The point of the above theorem is that both sorting procedures always lead to the same initial
ordering.
\putfig{3truein}{PSfig3-14}{Before a 2-unshuffle.}{fig 3.14}  
\putfig{3truein}{PSfig3-15}{Before a 4-unshuffle.}{fig 3.15} 
\begin{theorem}\label{thm 3.3.2} If $D$ is any ordering that is the result of applying
an $a$-shuffle and then a $b$-shuffle to the identity ordering, then the probability
assigned to $D$ by this pair of operations is the same as the probability assigned to $D$ by the
process of applying an $ab$-shuffle to the identity ordering.

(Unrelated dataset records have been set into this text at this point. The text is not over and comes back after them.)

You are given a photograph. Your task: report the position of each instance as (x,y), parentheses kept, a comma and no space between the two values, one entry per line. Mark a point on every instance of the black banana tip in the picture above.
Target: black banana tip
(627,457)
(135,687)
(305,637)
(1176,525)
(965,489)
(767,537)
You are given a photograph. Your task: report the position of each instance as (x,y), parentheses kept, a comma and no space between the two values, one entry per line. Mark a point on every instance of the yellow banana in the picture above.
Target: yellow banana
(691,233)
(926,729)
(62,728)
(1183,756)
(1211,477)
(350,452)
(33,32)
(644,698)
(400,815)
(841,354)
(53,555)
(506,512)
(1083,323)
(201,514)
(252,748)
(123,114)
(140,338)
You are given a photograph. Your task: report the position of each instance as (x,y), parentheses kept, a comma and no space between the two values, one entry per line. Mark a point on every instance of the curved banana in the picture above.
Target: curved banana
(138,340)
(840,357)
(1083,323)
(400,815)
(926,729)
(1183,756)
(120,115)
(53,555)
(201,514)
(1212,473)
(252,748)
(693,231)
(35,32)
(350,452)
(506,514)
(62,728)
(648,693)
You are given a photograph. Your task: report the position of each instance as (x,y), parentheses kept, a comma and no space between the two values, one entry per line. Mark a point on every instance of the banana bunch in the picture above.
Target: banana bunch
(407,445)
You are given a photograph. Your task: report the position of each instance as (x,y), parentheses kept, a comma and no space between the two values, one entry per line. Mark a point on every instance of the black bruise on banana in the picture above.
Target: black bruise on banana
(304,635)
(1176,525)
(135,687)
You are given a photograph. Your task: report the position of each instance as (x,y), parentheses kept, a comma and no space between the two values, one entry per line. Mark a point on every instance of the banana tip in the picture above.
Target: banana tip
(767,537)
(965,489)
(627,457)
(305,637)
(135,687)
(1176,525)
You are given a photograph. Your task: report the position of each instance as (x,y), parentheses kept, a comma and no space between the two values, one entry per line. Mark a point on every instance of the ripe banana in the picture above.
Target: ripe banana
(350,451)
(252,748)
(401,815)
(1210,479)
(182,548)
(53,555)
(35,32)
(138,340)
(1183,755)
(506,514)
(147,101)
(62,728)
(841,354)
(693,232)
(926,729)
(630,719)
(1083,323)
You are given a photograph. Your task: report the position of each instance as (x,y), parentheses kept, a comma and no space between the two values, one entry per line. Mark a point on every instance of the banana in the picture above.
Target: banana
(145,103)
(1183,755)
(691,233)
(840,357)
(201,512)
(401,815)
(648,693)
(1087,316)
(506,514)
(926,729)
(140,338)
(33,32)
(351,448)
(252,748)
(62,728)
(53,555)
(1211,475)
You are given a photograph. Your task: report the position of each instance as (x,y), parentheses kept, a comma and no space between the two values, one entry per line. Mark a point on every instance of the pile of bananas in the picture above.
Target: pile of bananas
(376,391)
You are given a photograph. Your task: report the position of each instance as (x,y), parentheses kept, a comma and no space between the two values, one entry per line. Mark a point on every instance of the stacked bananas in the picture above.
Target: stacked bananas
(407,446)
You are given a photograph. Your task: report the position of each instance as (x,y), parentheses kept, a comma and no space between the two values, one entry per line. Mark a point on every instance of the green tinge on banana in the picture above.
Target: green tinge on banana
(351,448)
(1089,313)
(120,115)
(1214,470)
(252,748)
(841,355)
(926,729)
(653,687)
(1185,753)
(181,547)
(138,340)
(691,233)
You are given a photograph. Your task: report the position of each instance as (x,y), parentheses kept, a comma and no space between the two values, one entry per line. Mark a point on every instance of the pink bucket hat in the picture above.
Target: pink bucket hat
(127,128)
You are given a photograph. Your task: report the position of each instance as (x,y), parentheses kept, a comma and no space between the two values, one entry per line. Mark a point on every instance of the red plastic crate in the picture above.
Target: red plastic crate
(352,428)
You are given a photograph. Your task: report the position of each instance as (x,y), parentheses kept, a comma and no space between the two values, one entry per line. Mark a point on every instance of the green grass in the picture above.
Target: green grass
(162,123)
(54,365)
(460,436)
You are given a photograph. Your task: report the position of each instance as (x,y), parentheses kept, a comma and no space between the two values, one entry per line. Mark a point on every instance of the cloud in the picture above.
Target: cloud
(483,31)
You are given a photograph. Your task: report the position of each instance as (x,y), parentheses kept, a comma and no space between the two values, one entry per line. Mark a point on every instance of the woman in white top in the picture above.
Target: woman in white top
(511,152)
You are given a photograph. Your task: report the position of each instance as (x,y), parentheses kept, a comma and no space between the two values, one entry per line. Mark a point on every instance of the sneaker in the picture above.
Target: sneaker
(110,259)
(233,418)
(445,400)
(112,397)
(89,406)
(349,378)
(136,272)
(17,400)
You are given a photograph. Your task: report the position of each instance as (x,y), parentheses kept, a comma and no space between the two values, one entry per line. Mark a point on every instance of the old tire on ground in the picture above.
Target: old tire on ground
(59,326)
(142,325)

\proof Call the sample space of $a$-shuffles $S_a$.  If we label the stacks by the
integers from $0$ to $a-1$, then each cut-interleaving pair, i.e., shuffle, corresponds to
exactly one
$n$-digit base $a$ integer, where the $i$th digit in the integer is the stack of
which the $i$th card is a member.  Thus, the number of cut-interleaving pairs 
is equal to the number of
$n$-digit base $a$ integers, which is $a^n$.  Of course, not all of these pairs leads
to different orderings.  The number of pairs leading to a given ordering will be
discussed later.  For our purposes it is enough to point out that it is the
cut-interleaving pairs that determine the probability assignment.
\par The previous theorem shows that there is a 1-1 correspondence between $S_{a,b}$
and $S_{ab}$.  Furthermore, corresponding elements give the same ordering when applied to
the identity ordering. Given any ordering $D$, let $m_1$ be the number of elements of
$S_{a,b}$ which, when applied to the identity ordering, result in $D$.  Let $m_2$ be
the number of elements of $S_{ab}$ which, when applied to the identity ordering,
result in $D$.  The previous theorem implies that $m_1 = m_2$.  Thus, both sets assign
the probability
$${{m_1}\over{(ab)^n}}$$
to $D$.  This completes the proof.
\end{theorem}
\subsection*{Connection with the Birthday Problem} 
There is another point that can be made concerning the labels given to the cards
by the successive unshuffles.  Suppose that we 2-unshuffle an $n$-card deck until the
labels on the cards are all different.  It is easy to see that this process produces
each permutation with the same probability, i.e., this is a random process.  To see
this, note that if the labels become distinct on the $s$th 2-unshuffle, then one can
think of this sequence of 2-unshuffles as one $2^s$-unshuffle, in which all of the stacks
determined by the unshuffle have at most one card in them (remember, the stacks correspond to
the labels).  If each stack has at most one card in it, then given any two cards in the deck,
it is equally likely that the first card has a lower or a higher label than the second card.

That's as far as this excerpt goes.